The US Census Bureau reported that new residential housing units were started at an annual rate of 1.549 million in May, a whopping 14.4% decline from April and 3.5% below the rate of starts in May 2021. The sudden cooling off was attributed to both rapid price appreciation and a sharp spike in mortgage rates moving affordability beyond the reach of many buyers.

Single family home prices rose by nearly 20% in 2021 driven by strong demand and exacerbated by critical shortages of materials and labor in the wake of the pandemic. But the housing crunch is not merely an artifact of the Covid supply chain disruption or the improvement in consumer debt profile and savings rates. The shortage of US housing has been building for nearly four decades and the market is still suffering a major hangover from the 2006 financial collapse.

The fact is that American housing construction has simply not kept pace with population growth since the 1980s. The April housing starts of 1.8 million units at an annual rate only just got us back to the 1998 level of new home construction and lags well behind the 2.5 million annual rate of the early 1970s. Meanwhile, the US population has grown by over 50% during that same period. And even though the Fed's ongoing rate hikes are dampening demand for now, the long-term imbalance will take many more years to abate.

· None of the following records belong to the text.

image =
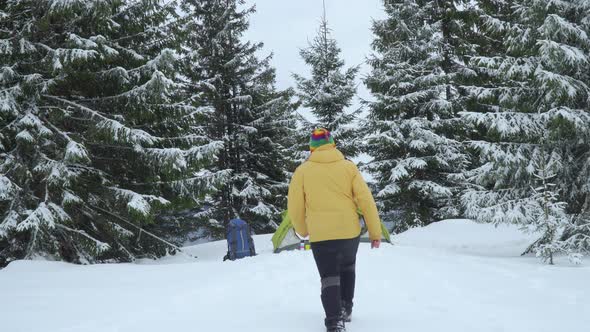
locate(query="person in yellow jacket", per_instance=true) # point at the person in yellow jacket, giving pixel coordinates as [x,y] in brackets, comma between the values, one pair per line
[325,194]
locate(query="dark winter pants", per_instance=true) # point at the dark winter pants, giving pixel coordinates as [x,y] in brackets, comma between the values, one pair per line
[336,260]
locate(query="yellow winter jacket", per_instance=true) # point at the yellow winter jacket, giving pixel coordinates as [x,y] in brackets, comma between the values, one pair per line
[324,195]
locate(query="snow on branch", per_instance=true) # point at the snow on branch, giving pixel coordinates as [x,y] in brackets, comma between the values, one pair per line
[7,188]
[138,204]
[115,129]
[46,214]
[99,246]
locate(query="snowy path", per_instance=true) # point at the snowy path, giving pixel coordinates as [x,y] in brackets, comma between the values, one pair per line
[453,276]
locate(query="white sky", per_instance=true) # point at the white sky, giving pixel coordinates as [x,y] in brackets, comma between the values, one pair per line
[285,26]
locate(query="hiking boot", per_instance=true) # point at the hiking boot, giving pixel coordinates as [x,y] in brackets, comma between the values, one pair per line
[335,325]
[347,312]
[347,315]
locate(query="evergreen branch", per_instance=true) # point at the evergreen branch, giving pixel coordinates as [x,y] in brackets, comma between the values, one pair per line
[101,210]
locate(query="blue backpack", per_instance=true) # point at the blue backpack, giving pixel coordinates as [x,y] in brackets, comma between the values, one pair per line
[239,240]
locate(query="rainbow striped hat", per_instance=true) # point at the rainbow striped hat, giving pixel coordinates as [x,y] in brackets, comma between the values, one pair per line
[319,137]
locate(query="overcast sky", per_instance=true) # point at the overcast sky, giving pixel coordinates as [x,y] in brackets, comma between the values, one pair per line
[285,26]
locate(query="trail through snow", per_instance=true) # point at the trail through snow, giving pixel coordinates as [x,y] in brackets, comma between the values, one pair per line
[451,276]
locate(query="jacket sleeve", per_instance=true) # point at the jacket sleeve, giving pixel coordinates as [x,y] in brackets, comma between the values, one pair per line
[366,203]
[296,204]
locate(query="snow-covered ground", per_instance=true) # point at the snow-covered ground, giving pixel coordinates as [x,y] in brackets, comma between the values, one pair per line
[452,276]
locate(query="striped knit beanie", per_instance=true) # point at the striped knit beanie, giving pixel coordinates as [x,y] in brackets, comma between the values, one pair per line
[320,137]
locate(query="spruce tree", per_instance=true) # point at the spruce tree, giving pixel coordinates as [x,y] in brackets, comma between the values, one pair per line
[529,107]
[330,90]
[95,134]
[248,115]
[417,159]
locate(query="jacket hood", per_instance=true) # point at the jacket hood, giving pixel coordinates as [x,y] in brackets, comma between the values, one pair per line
[326,154]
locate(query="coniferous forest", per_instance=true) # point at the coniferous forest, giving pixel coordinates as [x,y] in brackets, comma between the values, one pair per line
[129,127]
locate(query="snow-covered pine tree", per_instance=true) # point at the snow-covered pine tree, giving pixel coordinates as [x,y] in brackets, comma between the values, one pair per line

While many remember the early 2000s as a period of excess in the residential real estate market, the fact is that construction of new dwelling units was just beginning to ramp up to meet population growth before the bottom fell out. It was not overbuilding per se but a confluence of factors relating to how the building expansion was financed that led to the catastrophic collapse that nearly took down the entire US economy. Persistent changes resulting from the crash have continued to hinder a full recovery in new construction ever since.

The factors leading to the 2006 crash are legion, including misguided government policy, the rise of nonbank lending, securitization of mortgage loans including subprime loans with lax underwriting, regulatory gaps, as well as greed and deceit by mortgage originators. It is estimated that $14 trillion in American wealth was destroyed, and that the average family suffered a 39% decline in net worth. Several reforms to mortgage lending and securitization were adopted in the aftermath of the carnage that made it more difficult to qualify for a home loan but also pushed some potential buyers out of the market.


New privately-owned housing units started


Perhaps the most significant factor in the underbuilding of residential units is the carnage suffered by homebuilders during the crash. Prior to the Great Recession, the direct and indirect impact of residential construction and sales accounted for 15%-20% of US GDP. As the result of the ensuing crash into 2007-2009, over half of all residential builders left the industry due to financial stress or bankruptcy. Nearly one quarter of all US mortgages went underwater, leading millions of homeowners to mail in their keys to the bank. Millions of skilled construction workers left their trade behind to seek other employment, creating a skills deficit that has yet to be supplanted. Many builders today attest that the pandemic merely accentuated an already acute shortage of skilled labor.

Complicating the general underbuilding of dwellings is the mix of new construction. New supply of entry-level homes is particularly constrained. The share of new single-family units under 1,400 square feet comprises only about 10% of all homes compared with about a third of all homes in the 1970s, leaving many first-time buyers shut out of the market.

Local zoning laws in many communities favor individual homes and severely limit permitting of multi-family units, even where local market demand prefers them over stand-alone houses. Meanwhile, the regulatory burden on contractors has increased exponentially over the past generation and according to the National Association of Homebuilders accounts for 25% of the cost of the average home. This makes construction of entry-level housing essentially unprofitable.

The magnitude of the construction shortfall can be seen in the accompanying chart which shows the ratio of new housing starts to the level of population going back to the early 1970s. The graph shows the general downtrend in homes started per 1,000 population and highlights how construction has yet to fully recover from the 2006 crash.

A report from the National Association of Realtors in 2021 notes that on average, new dwelling units per year since 2001 have averaged around 1.25 million compared with 1.5 million from 1968 through 2000, creating an estimated deficit of 5.5 to 6.8 million homes. The report states that "the scale of underbuilding and the existing demand-supply gap is enormous... and will require a major national commitment to build more housing of all types."

The current cooling of demand may provide some relief to allow stressed supply chains to normalize and to train more skilled workers. But the broader issue is complex, involving governments at every level to rethink lending, zoning, and regulatory policy to allow the market to respond appropriately.